The FMR resonance is also the basis of various high-frequency electronic devices, such as resonance isolators or circulators.

== History ==
Ferromagnetic resonance was experimentally discovered by V. K. Arkad'yev when he observed the absorption of UHF radiation by ferromagnetic materials in 1911. A qualitative explanation of FMR along with an explanation of the results from Arkad'yev was offered up by Ya. G. Dorfman in 1923, when he suggested that the optical transitions due to Zeeman splitting could provide a way to study ferromagnetic structure.

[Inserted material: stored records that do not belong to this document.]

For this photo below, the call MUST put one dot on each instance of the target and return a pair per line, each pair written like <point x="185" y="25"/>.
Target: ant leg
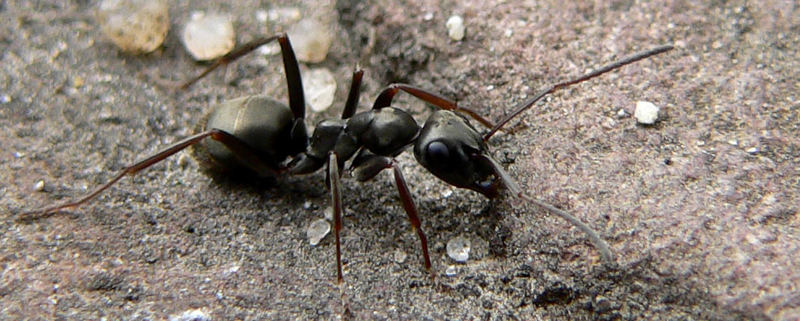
<point x="239" y="148"/>
<point x="515" y="190"/>
<point x="352" y="97"/>
<point x="334" y="182"/>
<point x="386" y="96"/>
<point x="549" y="90"/>
<point x="369" y="168"/>
<point x="290" y="66"/>
<point x="230" y="57"/>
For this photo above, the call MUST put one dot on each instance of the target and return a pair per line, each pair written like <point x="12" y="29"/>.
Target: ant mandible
<point x="262" y="135"/>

A 1935 paper published by Lev Landau and Evgeny Lifshitz predicted the existence of ferromagnetic resonance of the Larmor precession, which was independently verified in experiments by J. H. E. Griffiths (UK) and E. K. Zavoiskij (USSR) in 1946.

== Description ==
FMR arises from the precessional motion of the (usually quite large) magnetization $\scriptstyle\vec{M}$ of a ferromagnetic material in an external magnetic field $\scriptstyle\vec{H}$. The magnetic field exerts a torque on the sample magnetization which causes the magnetic moments in the sample to precess. The precession frequency of the magnetization depends on the orientation of the material, the strength of the magnetic field, as well as the macroscopic magnetization of the sample; the effective precession frequency of the ferromagnet is much lower in value from the precession frequency observed for free electrons in EPR. Moreover, linewidths of absorption peaks can be greatly affected both by dipolar-narrowing and exchange-broadening (quantum) effects. Furthermore, not all absorption peaks observed in FMR are caused by the precession of the magnetic moments of electrons in the ferromagnet. Thus, the theoretical analysis of FMR spectra is far more complex than that of EPR or NMR spectra.

The basic setup for an FMR experiment is a microwave resonant cavity with an electromagnet. The resonant cavity is fixed at a frequency in the super high frequency band. A detector is placed at the end of the cavity to detect the microwaves. The magnetic sample is placed between the poles of the electromagnet and the magnetic field is swept while the resonant absorption intensity of the microwaves is detected. When the magnetization precession frequency and the resonant cavity frequency are the same, absorption increases sharply which is indicated by a decrease in the intensity at the detector.

Furthermore, the resonant absorption of microwave energy causes local heating of the ferromagnet. In samples with local magnetic parameters varying on the nanometer scale this effect is used for spatial dependent spectroscopy investigations.

The resonant frequency of a film with parallel applied external field $B$ is given by the Kittel formula:

$f = \frac{\gamma} {2 \pi} \sqrt{B (B + \mu_0 M)}$

where $M$ is the magnetization of the ferromagnet and $\gamma$ is the gyromagnetic ratio.